Keine Missionierung, kein Aufruf zu Gewalt, keine Werbeplattform für kommerzielle Unternehmen und keine politischen Parteien. Ansonsten dürfen die Gruppen jede Botschaft transportieren, die sie wollen, selbstverständlich auch politische. Aber auch die müssen sie künstlerisch umsetzen, das ist Bedingung.

Hat die Art und Weise, wie sich Gruppen darstellen und welche Rolle Folklore dabei spielt, etwas damit zu tun, wie etabliert die Community in der Mehrheitsgesellschaft bereits ist?

Die Gruppen, die sich am Umzug beteiligen, tun das ja nicht im offiziellen Auftrag einer nationalen, kulturellen oder ethnischen Community. Das würde auch viel zu kurz greifen. Denn es gibt hier doch längst massenhaft BerlinerInnen, die Eltern oder Großeltern mit ganz verschiedenen nationalen und kulturellen Herkunftsbezügen haben. Allein in meiner engsten Umgebung gibt es sehr viele transnationale und transkulturelle Biografien. Die Vorstellung, dass BerlinerInnen mit Einwanderungsgeschichte alle in abgeschlossenen ethnischen Communitys leben, hat mit der Wirklichkeit einer Metropole nichts zu tun.

Sondern?

In der Gruppe, die kubanische Tänze zeigt, laufen längst ganz viele Leute mit, die keine kubanischen, sondern andere vielfältige Wurzeln haben. Dasselbe gilt für die großen Sambaschulen. Wir haben es hier nicht mit nationalen oder ethnisch-kulturellen Blöcken zu tun, sondern es geht darum, Berlin zu zeigen – eben auch gerade darin, wie verflochten hier längst alles und alle miteinander sind. Das macht den Karneval ja auch so speziell.

Inwiefern?

Ich habe vor Kurzem mit jemandem gesprochen, der mit dem brasilianischen Karneval großgeworden ist.

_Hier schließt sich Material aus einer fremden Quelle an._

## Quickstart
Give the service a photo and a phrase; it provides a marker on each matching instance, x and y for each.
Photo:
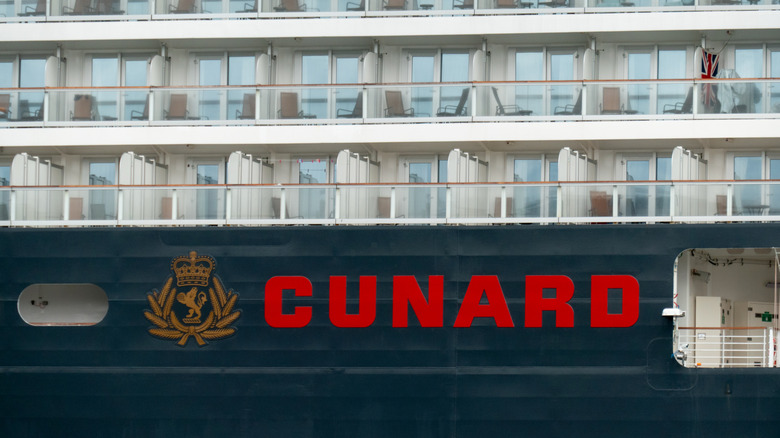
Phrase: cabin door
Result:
(207, 203)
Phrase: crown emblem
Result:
(193, 270)
(202, 294)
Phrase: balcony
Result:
(102, 10)
(693, 99)
(362, 204)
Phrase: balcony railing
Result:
(82, 10)
(725, 347)
(354, 204)
(392, 103)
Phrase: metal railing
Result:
(356, 204)
(86, 10)
(392, 103)
(725, 347)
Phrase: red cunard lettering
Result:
(535, 303)
(301, 287)
(366, 306)
(599, 300)
(496, 307)
(406, 291)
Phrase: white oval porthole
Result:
(57, 304)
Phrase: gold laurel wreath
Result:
(216, 325)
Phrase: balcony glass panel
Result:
(21, 106)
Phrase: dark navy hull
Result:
(114, 379)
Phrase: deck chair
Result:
(497, 208)
(82, 107)
(600, 204)
(684, 107)
(288, 107)
(248, 108)
(250, 7)
(276, 206)
(5, 106)
(290, 6)
(611, 101)
(455, 110)
(357, 111)
(138, 115)
(394, 5)
(39, 9)
(395, 105)
(177, 109)
(80, 7)
(106, 7)
(383, 208)
(183, 7)
(356, 6)
(508, 110)
(570, 110)
(98, 212)
(25, 114)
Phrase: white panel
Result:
(478, 66)
(369, 68)
(263, 69)
(52, 78)
(155, 78)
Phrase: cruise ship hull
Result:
(115, 379)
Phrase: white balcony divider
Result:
(492, 203)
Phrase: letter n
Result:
(366, 302)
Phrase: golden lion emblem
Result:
(206, 290)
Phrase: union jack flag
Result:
(709, 70)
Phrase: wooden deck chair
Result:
(683, 107)
(455, 110)
(463, 4)
(82, 107)
(395, 105)
(183, 7)
(177, 109)
(39, 9)
(138, 115)
(288, 107)
(80, 7)
(508, 110)
(5, 106)
(570, 110)
(611, 101)
(106, 7)
(248, 108)
(600, 204)
(357, 111)
(394, 5)
(290, 6)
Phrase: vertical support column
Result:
(392, 203)
(228, 203)
(120, 204)
(615, 202)
(337, 207)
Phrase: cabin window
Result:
(545, 65)
(729, 297)
(60, 304)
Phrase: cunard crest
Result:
(198, 306)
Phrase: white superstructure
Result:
(387, 111)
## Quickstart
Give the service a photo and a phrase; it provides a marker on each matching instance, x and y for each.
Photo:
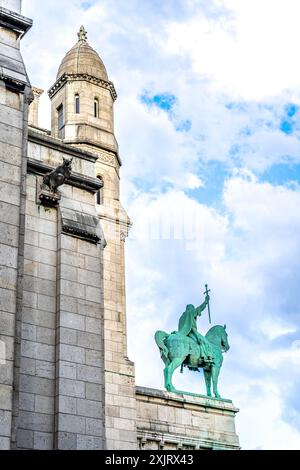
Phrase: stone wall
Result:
(175, 421)
(58, 400)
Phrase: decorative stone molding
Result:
(79, 77)
(56, 144)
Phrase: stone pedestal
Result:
(178, 421)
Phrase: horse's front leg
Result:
(176, 362)
(207, 376)
(215, 375)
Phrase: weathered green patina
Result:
(187, 347)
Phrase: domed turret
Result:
(82, 59)
(82, 99)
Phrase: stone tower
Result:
(82, 101)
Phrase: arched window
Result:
(96, 107)
(77, 104)
(99, 193)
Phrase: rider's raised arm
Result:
(201, 307)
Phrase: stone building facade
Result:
(65, 379)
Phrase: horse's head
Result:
(218, 336)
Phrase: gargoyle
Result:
(57, 177)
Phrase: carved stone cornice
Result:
(37, 137)
(12, 20)
(78, 77)
(78, 180)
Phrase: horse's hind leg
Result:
(169, 370)
(207, 376)
(215, 375)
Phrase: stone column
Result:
(33, 118)
(79, 347)
(14, 98)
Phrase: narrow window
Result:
(60, 117)
(96, 107)
(99, 194)
(77, 104)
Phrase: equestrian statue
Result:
(187, 347)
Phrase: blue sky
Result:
(208, 123)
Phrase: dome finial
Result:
(82, 35)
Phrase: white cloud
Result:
(248, 250)
(250, 52)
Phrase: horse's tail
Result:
(160, 338)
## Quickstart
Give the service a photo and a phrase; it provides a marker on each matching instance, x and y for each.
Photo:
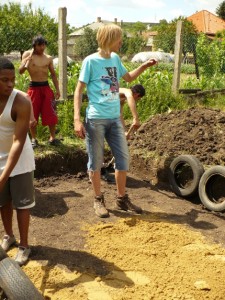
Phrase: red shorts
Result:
(43, 102)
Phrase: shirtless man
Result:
(16, 161)
(39, 64)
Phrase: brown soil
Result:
(174, 250)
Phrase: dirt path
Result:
(166, 253)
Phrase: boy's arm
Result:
(22, 110)
(132, 105)
(27, 55)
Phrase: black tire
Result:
(2, 254)
(185, 172)
(15, 283)
(211, 188)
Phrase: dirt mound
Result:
(196, 131)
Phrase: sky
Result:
(83, 12)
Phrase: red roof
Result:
(207, 22)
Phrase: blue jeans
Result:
(111, 130)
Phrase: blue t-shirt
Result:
(101, 76)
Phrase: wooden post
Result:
(177, 57)
(62, 61)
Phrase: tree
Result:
(19, 25)
(220, 10)
(86, 44)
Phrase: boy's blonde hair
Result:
(107, 35)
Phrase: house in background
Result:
(207, 23)
(95, 25)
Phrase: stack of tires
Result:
(187, 178)
(14, 283)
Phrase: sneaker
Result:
(22, 255)
(124, 203)
(34, 143)
(99, 207)
(7, 242)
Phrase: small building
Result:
(207, 22)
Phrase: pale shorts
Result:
(111, 130)
(20, 190)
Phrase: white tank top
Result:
(26, 162)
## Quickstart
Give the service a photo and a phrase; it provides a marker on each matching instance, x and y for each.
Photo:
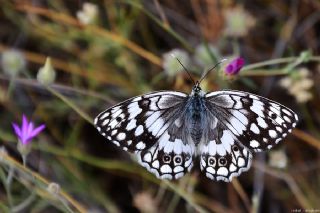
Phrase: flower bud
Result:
(53, 188)
(3, 153)
(170, 63)
(46, 74)
(12, 62)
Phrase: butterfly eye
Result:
(166, 158)
(235, 148)
(222, 161)
(211, 161)
(177, 159)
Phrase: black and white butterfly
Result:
(167, 130)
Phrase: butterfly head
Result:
(196, 90)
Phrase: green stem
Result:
(277, 61)
(20, 207)
(7, 185)
(162, 25)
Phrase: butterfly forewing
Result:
(144, 125)
(256, 122)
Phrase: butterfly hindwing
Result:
(168, 159)
(221, 161)
(256, 122)
(166, 130)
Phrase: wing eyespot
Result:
(235, 148)
(166, 158)
(222, 161)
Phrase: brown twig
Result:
(312, 141)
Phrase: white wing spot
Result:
(241, 162)
(131, 125)
(141, 145)
(279, 129)
(147, 157)
(272, 133)
(222, 171)
(254, 128)
(105, 122)
(287, 119)
(254, 144)
(121, 136)
(139, 130)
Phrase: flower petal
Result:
(30, 128)
(24, 126)
(17, 129)
(234, 66)
(37, 130)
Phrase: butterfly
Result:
(168, 130)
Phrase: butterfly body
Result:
(166, 130)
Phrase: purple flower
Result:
(234, 66)
(27, 131)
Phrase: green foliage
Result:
(107, 51)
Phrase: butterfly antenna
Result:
(206, 73)
(185, 69)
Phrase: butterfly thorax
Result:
(195, 114)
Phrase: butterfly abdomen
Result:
(197, 119)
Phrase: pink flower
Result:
(234, 66)
(27, 131)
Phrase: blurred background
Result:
(63, 62)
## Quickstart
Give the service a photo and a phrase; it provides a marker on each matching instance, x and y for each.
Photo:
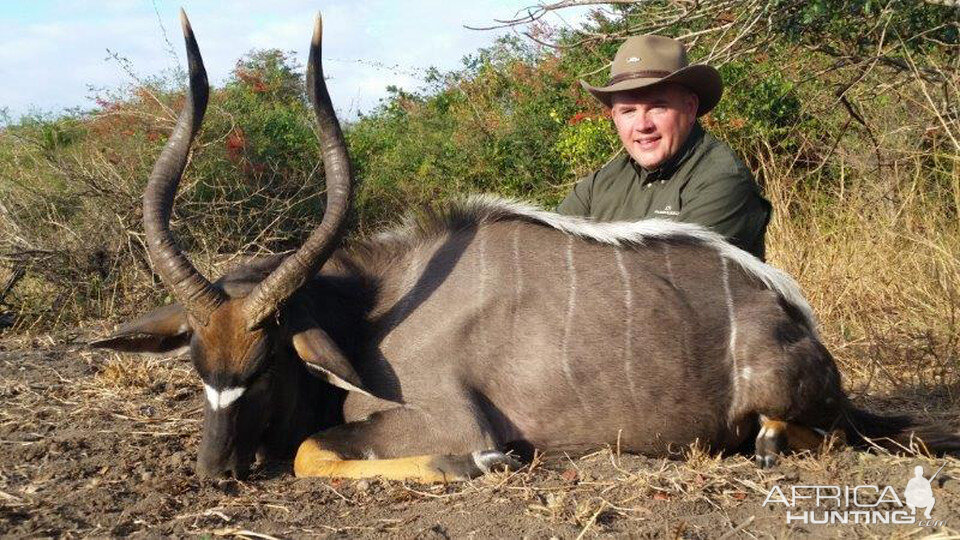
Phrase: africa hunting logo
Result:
(864, 504)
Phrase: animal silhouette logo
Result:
(919, 492)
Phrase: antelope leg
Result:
(314, 460)
(778, 437)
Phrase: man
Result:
(672, 169)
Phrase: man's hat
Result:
(648, 60)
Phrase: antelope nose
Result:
(212, 470)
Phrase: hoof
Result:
(467, 466)
(494, 460)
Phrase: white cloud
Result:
(50, 64)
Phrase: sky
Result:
(52, 53)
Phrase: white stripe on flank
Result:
(568, 323)
(482, 293)
(489, 207)
(517, 279)
(666, 257)
(221, 399)
(732, 345)
(628, 323)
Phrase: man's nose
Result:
(643, 123)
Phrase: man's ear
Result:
(162, 330)
(322, 355)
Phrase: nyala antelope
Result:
(475, 333)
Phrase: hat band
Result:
(643, 74)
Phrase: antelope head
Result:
(248, 357)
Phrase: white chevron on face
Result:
(221, 399)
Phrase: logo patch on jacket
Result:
(667, 211)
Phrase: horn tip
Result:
(317, 30)
(185, 23)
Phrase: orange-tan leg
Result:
(314, 460)
(778, 437)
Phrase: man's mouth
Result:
(647, 143)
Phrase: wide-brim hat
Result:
(649, 60)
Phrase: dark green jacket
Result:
(703, 183)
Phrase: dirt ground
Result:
(96, 444)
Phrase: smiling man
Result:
(671, 169)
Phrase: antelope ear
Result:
(322, 355)
(162, 330)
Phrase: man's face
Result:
(654, 122)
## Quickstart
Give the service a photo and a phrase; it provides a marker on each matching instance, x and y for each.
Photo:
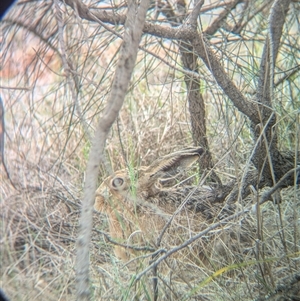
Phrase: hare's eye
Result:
(117, 182)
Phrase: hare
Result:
(138, 210)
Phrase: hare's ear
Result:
(173, 163)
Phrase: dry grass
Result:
(46, 151)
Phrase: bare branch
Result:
(132, 35)
(213, 64)
(266, 76)
(212, 29)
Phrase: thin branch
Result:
(132, 35)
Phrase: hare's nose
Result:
(117, 182)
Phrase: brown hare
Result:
(139, 207)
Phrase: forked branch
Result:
(134, 24)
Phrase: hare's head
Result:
(130, 204)
(147, 182)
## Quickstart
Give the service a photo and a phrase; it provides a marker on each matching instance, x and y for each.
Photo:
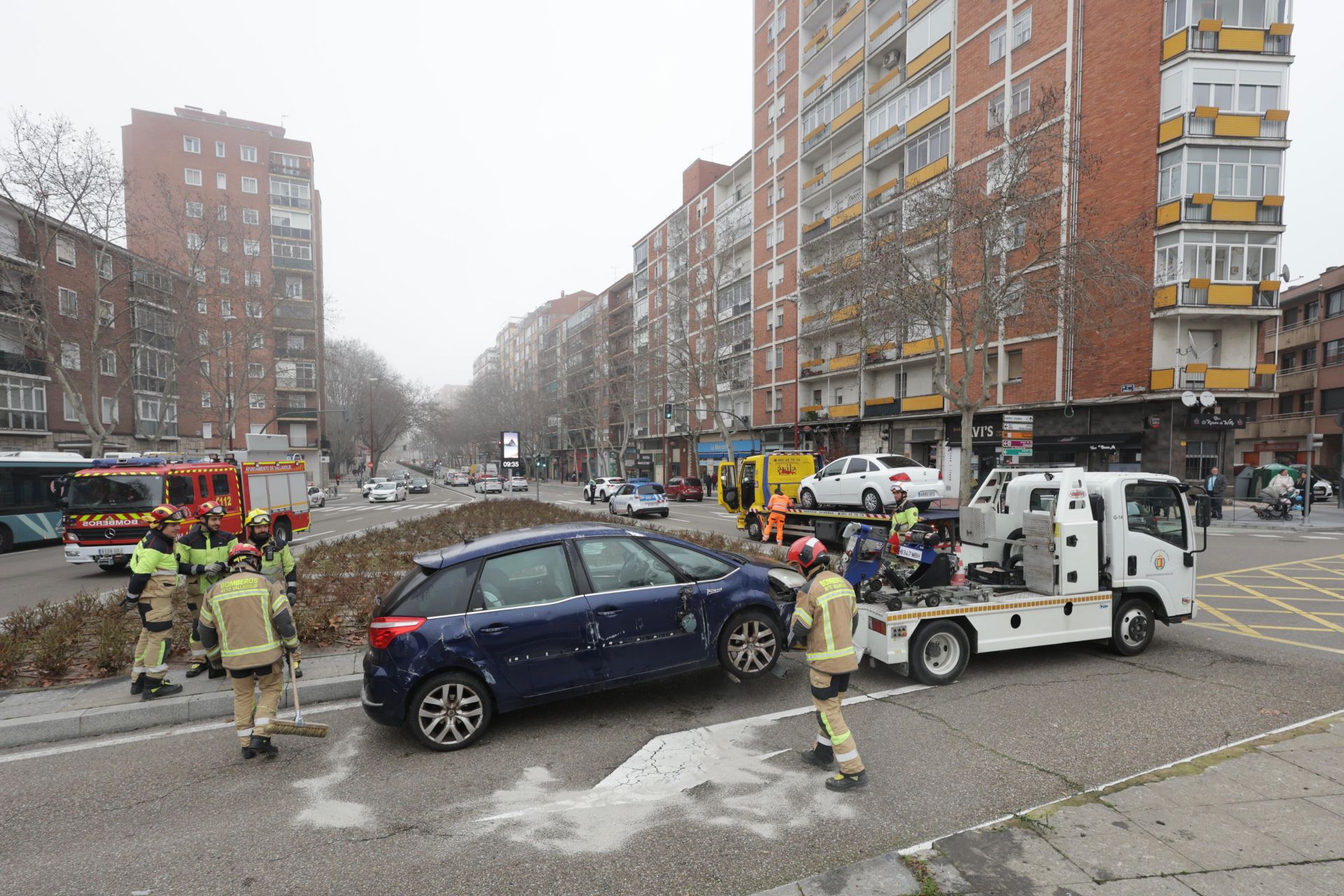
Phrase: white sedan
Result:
(387, 492)
(866, 480)
(638, 500)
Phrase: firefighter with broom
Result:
(248, 629)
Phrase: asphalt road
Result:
(699, 811)
(33, 574)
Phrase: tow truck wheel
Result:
(1132, 629)
(939, 653)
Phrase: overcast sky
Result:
(476, 159)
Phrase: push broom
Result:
(298, 726)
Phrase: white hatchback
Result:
(866, 480)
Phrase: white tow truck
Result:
(1053, 556)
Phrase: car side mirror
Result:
(1203, 511)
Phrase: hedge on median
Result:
(92, 637)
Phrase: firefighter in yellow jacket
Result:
(248, 628)
(824, 620)
(153, 578)
(203, 558)
(778, 505)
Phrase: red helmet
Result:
(166, 514)
(808, 552)
(242, 552)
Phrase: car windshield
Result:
(112, 492)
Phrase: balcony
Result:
(15, 363)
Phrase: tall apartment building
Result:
(859, 104)
(194, 199)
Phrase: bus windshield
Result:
(115, 493)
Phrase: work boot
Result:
(844, 782)
(818, 758)
(156, 688)
(262, 746)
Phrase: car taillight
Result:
(382, 630)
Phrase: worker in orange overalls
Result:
(778, 505)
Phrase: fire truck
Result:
(106, 505)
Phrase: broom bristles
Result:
(286, 727)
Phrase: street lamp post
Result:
(371, 468)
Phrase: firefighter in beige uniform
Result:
(248, 628)
(824, 620)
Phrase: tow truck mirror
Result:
(1203, 511)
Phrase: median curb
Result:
(218, 706)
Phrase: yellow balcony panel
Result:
(1228, 377)
(1171, 130)
(847, 66)
(1175, 45)
(921, 403)
(848, 18)
(846, 214)
(921, 346)
(847, 166)
(916, 8)
(1237, 127)
(1228, 210)
(843, 362)
(847, 115)
(883, 80)
(1231, 295)
(929, 115)
(886, 24)
(929, 55)
(932, 169)
(874, 194)
(1241, 39)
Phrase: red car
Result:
(685, 488)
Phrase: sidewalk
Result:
(106, 707)
(1265, 817)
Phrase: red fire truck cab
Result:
(108, 505)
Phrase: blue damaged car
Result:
(531, 615)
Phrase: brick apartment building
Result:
(862, 104)
(195, 199)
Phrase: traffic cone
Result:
(958, 578)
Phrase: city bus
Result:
(30, 495)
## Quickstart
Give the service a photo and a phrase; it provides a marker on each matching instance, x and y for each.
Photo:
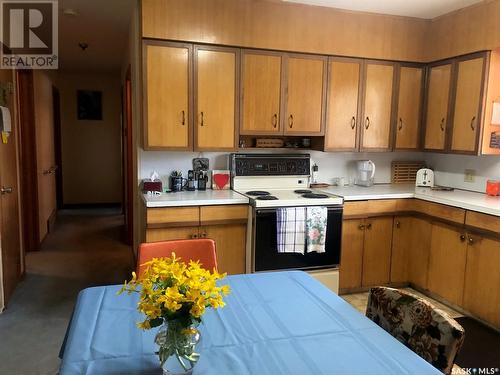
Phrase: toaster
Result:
(425, 177)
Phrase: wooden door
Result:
(467, 106)
(447, 262)
(401, 243)
(377, 251)
(377, 108)
(482, 278)
(215, 93)
(351, 260)
(167, 114)
(436, 117)
(342, 118)
(230, 245)
(11, 257)
(260, 93)
(418, 262)
(305, 99)
(409, 108)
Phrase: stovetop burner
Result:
(314, 195)
(257, 193)
(302, 191)
(267, 198)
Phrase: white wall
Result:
(449, 168)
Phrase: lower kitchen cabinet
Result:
(377, 251)
(231, 246)
(448, 254)
(482, 278)
(351, 261)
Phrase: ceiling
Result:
(427, 9)
(103, 25)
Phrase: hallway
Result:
(84, 249)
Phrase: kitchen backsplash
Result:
(449, 168)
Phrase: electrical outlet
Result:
(469, 175)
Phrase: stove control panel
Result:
(270, 165)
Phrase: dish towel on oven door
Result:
(316, 219)
(291, 229)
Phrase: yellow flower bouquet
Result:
(176, 296)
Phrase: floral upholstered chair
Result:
(426, 330)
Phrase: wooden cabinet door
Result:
(230, 242)
(418, 251)
(260, 93)
(351, 259)
(467, 105)
(167, 112)
(447, 262)
(377, 251)
(377, 108)
(216, 107)
(482, 278)
(409, 108)
(401, 243)
(436, 117)
(342, 106)
(305, 95)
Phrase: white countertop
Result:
(194, 198)
(458, 198)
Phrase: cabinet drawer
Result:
(173, 217)
(368, 208)
(223, 214)
(483, 221)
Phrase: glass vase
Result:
(177, 347)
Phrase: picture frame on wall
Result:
(89, 104)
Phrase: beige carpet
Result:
(84, 249)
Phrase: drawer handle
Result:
(472, 123)
(275, 120)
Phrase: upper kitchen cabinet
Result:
(342, 110)
(215, 94)
(260, 93)
(166, 80)
(409, 106)
(468, 104)
(377, 106)
(305, 94)
(438, 98)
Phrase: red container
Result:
(493, 187)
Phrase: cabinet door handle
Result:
(472, 123)
(275, 120)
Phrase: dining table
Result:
(273, 323)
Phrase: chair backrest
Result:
(426, 330)
(202, 250)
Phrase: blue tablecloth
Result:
(273, 323)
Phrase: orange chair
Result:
(202, 250)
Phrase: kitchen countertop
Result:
(194, 198)
(458, 198)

Der sagt, man könne den Karneval der Kulturen mit nichts vergleichen, was man aus anderen Karnevalstraditionen kennt – weil die künstlerische und kulturelle Vielfalt hier viel größer sei.

Mittlerweile zieht der Karneval Hunderttausende an – darunter natürlich auch Menschen, denen zwar der bunte Umzug gefällt, die die multikulturelle Vielfalt im Alltag aber nur bedingt schätzen: Wenn der Türke leckeren Döner macht, ist er okay, aber sonst …

Die Vorstellung, dass Einwanderer sich in bestimmter Weise verhalten müssen, um hier sein zu dürfen, hat mit dem Karneval nichts zu tun. Das erleben wir in Deutschland aber leider überall.

Einzelne Karnevalsgruppen positionieren sich in ihren Auftritten deutlich gegen Rassismus. Der Karneval selbst als Veranstaltung tut das eigentlich nicht. Warum?

Wir sehen unsere Aufgabe darin, Räume zu schaffen. Alle Veranstaltungen der Werkstatt der Kulturen fungieren als Plattform für Leute, die das transkulturelle Berlin zeigen. Die zeigen, welche Entwicklungen es durch Migration gibt, dass durch Kulturkontakt Austausch und Neues entsteht. Indem wir diese Räume schaffen und Akteuren die Möglichkeit geben, sich zu äußern, machen wir auch antirassistische Arbeit.